Cette représentation clandestine a été aussitôt interdite par Joël Mathurin, préfet du Doubs, avec menace de fermeture administrative. Il a proposé une visio-conférence… Cela a déjà un air de reconfinement… Surtout avec l’arrivée du nouveau virus en Angleterre. Ici, pas de forme de résistance offensive mais un dialogue courtois avec des représentants des arts et de la Culture de Besançon, en présence d’Anne Vignot, du C.D.N, des Deux Scènes, du Bastion, de la Rodia, du Bien Urbain, de No Logo, Du Bitume et des Plumes, des directeurs de musées et metteurs en scène comme Anne Montfort, Céline Châtelain, Nicolas Laurent  et Lucile Chesnais de la Far-Est et de l’Agitée, et des représentants de compagnies…Mais toutes les forces locales n’ont pas été invitées et cette réunion s’est organisée dans l’urgence.
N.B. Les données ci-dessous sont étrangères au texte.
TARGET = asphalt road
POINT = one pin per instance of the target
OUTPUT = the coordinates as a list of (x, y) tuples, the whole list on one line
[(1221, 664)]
La Coordination des Intermittents et Précaires a déployé des banderoles à l’entrée du C.D.N.  où s’étaient regroupés une trentaine de manifestants. Constat: les allers et retours incessants et insupportables du Gouvernement désarçonnent tous celles et ceux qui tentent de s’adapter sans cesse aux règles sanitaires.  Et, à la clé, il y aura un bouchon inévitable quand les programmations reprendront normalement. Donc les professionnels comme les lieux sont en danger économique et il y a un grand sentiment d’injustice par rapport à l’ouverture et la fréquentation des grandes surfaces commerciales. 

Le préfet s’est engagé, lui, à lancer une réflexion avec le Rectorat pour permettre quelques reprises avec les scolaires dans le cadre de la continuité éducative et à défendre au cas par cas, les structures du milieu culturel bisontin. « Le temps n’est pas à la reprise mais à la restriction du brassage social. Notre département pourrait être dans un cadre encore plus contraint à la rentrée de janvier. L’hôpital est en train de craquer. Nous sommes à l’aube de décisions importantes: peut-être un nouveau confinement. »

Joël Mathurin admet que la Culture participe à la «santé mentale », et au bonheur collectif mais Anne Vignot a souligné l’iniquité de traitement entre les différents secteurs de la vie économique et sociale. Jeanne Poitevin évoque des doléances non relayées par la D.R.A.C. Pointe donc un danger mental avec de nombreuses personnes fracassées et sans accompagnement.   La réunion se poursuivra sans le préfet pour trouver des solutions communes : imaginer un protocole, une expérimentation ? En tout cas, l’avenir n’est pas  dans le numérique et le « distanciel ». On veut quelques lueurs d’espoir pour retrouver du vivant !

Stéphanie Ruffier

Spectacle qu’on n’a pas pu voir au Centre Dramatique de Besançon, le 20 décembre.